BusinessPosted by Christian Mark Taylor Mon, March 18, 2013 16:40:47
It is very worrying when a EU bailout deal comes with terms whereby savers are basically robbed of their money! We all understand the times we are living in and that we all must make a contribution, which we all do with higher taxes and higher costs of living. It is not easy to put some money away, but when you do have some spare people do try and save. It is a shame governments didn't put some money away when the times were good!!!
Now to find out you are going to lose some of your savings to a levy imposed by the EU for bailing out your government is idiotic. I have always had mixed views on being a member of the EU as there are some great benefits, however at what point do the drawbacks begin to out way the benefits?
This levy in Cyprus will not only affect the markets around the world, which can already be seen today. But it will also sow the seed of doubt in peoples minds in other struggling countries. If I was an individual in Spain, Italy or Ireland for example, I would now be asking myself the question of whether my money is safe in my local bank. Another point to bare in mind as well is that there are some very wealthy Russians who keep their money in Cyprus and this will not go down well in the Kremlin.

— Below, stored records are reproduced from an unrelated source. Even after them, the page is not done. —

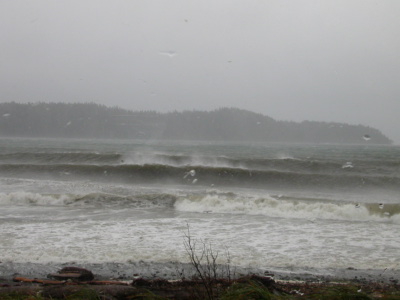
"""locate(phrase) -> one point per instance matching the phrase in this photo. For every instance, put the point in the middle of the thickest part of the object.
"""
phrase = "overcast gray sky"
(297, 60)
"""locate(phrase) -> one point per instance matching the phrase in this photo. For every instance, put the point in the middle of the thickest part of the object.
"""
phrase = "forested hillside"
(90, 120)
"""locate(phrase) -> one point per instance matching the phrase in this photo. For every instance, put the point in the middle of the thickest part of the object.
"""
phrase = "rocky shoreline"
(178, 281)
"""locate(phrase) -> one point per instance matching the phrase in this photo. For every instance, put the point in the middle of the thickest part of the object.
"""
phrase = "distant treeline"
(90, 120)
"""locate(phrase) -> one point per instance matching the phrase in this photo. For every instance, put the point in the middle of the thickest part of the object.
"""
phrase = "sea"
(265, 206)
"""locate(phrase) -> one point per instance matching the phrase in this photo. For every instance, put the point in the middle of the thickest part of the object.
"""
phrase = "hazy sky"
(336, 60)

It doesn't help matters because the Cypriot government keeps delaying their decision on the matter. The banks are now closed until Thursday, online transfers have stopped so people can no longer withdraw their money and cash machines limited. If it was my money, then I should be able to access it whenever I wanted and if the bank was intentionally preventing me, then I would consider that theft.
A levy of 6.75% on savings under €100,000 is going to hurt people that are already hurting. It could ensure the collapse of the Cypriot banking system and could create a 'run' on other banks in other troubled countries. One last point to bear in mind is, that even though this is a one off levy, who is to say they will not do it again.